If there was a subtext to the Take That singer's comments, it was clear in Cowell's squirming reaction. Cowell - past master of making a fast buck out of talent show winners - could be trusted to make the right record for Simon Cowell. But after bagging the best-selling single of 2006 with A Moment Like This, could Cowell make the most of Lewis's long-term prospects? The critical consensus on last year's debut album Spirit was that Lewis had played it too safe. What she had in her favour was the endorsement of a bigger, more experienced mogul. Enter Clive Davis, the man who discovered Whitney Houston and Alicia Keys. He was quick to throw his weight behind Lewis and ensured that she was the first X Factor winner to secure a deal on both sides of the Atlantic. Davis's involvement, says Lewis, gave her access to the best songwriters - “and that's why I did a showcase with him... to work with the best people. Clive has that respect.”

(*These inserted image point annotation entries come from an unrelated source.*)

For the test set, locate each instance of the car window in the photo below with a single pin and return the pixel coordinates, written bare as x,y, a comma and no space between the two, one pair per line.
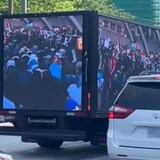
141,95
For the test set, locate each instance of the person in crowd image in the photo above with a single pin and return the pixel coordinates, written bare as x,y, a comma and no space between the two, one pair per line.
119,58
42,65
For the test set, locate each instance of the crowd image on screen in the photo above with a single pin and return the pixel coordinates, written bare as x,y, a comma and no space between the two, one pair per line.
43,63
121,57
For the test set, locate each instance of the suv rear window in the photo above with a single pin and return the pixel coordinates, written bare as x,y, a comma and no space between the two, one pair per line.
141,95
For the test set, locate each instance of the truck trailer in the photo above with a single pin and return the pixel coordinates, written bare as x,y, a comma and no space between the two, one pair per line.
61,72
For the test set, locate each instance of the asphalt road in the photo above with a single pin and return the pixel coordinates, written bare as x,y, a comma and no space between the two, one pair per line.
69,150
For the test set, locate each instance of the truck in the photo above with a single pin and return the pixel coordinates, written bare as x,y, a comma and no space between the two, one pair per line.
60,72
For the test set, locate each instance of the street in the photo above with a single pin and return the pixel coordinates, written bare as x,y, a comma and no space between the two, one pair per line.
69,150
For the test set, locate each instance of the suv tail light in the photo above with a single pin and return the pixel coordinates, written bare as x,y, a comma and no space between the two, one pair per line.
119,112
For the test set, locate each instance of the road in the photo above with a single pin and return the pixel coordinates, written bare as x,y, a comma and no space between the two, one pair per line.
69,150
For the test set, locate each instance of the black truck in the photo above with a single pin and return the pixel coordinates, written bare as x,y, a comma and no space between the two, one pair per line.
60,72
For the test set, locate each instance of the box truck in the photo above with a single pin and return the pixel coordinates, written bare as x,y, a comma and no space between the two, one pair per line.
60,72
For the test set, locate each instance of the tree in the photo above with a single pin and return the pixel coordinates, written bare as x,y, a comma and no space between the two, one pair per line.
37,6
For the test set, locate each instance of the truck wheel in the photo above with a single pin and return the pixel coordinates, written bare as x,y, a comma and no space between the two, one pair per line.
48,143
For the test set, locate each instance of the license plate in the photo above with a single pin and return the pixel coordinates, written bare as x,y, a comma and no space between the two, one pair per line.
154,132
52,121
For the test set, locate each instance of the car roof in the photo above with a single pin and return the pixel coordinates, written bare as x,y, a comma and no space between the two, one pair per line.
144,78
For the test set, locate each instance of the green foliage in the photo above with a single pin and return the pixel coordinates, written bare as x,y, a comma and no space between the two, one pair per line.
38,6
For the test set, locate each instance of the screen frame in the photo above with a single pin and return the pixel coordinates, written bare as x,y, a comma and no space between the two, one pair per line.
103,113
85,18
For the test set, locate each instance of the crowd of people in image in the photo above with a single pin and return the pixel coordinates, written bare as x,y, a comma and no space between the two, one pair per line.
42,67
117,63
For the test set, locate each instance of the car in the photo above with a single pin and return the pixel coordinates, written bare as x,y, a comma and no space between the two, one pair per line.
134,120
4,156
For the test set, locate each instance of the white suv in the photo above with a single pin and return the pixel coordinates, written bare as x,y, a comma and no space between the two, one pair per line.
134,120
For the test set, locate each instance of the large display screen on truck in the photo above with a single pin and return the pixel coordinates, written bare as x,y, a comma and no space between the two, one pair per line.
43,62
125,49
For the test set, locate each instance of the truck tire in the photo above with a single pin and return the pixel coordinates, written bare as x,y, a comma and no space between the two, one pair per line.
49,143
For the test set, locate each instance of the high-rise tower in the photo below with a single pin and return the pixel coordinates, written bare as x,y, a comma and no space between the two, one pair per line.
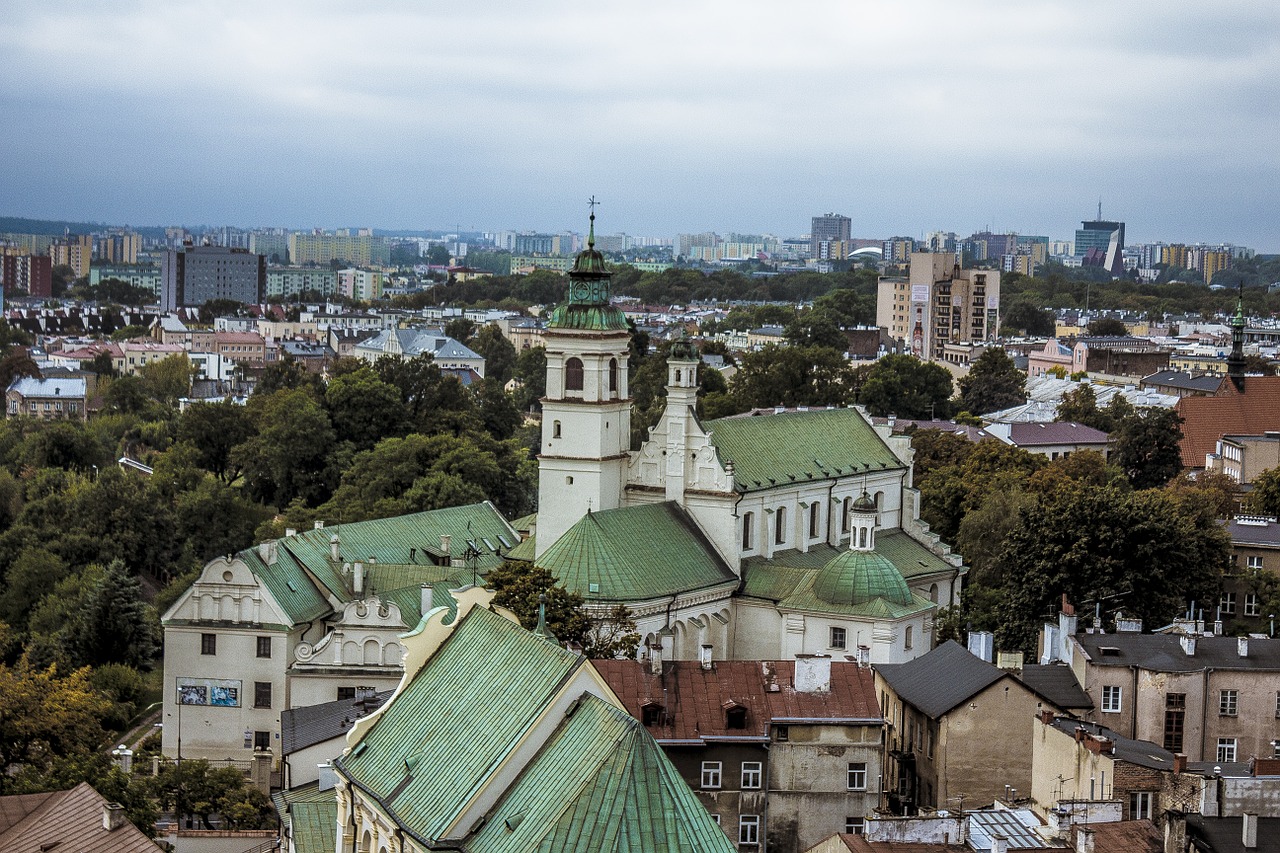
586,411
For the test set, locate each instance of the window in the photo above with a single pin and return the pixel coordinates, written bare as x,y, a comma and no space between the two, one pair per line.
858,775
711,774
1141,804
1175,716
749,829
574,374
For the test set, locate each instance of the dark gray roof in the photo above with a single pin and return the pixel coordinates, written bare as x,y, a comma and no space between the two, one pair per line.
1164,652
1136,752
302,728
942,679
1178,379
1057,684
1253,533
1224,834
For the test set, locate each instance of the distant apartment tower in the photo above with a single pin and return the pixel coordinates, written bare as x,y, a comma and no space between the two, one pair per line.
831,227
31,273
195,274
1100,242
938,304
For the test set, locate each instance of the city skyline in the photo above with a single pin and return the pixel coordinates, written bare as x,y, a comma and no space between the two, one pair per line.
906,119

In commercial terms, at least, the gamble to hold back from a quickly recorded cash-in has paid off. There are some ace songs on Spirit - in particular the machine-tooled Europop melancholy of Take a Bow and, of course, last year's monster chart-topper Bleeding Love. Given the right songs, Leona seems incapable of disappointing. But a question mark remains over Cowell's fondness for mawkish sub-Céline mush like her new single Footsteps in the Sand - an adaptation of the allegorical Christian poem, which now boasts a Cowell co-writing credit. What exactly did he do on it, anyway?
“He came up with the original idea to make it into a song,” explains Lewis. He told me [about it] and I was, like, ‘That could be really quite interesting.'”
So, he gets songwriting royalties just for coming up with the idea of putting it to music?
“Yeah! He does,” she says brightly, before registering the look of utter disbelief on my face. “I know!”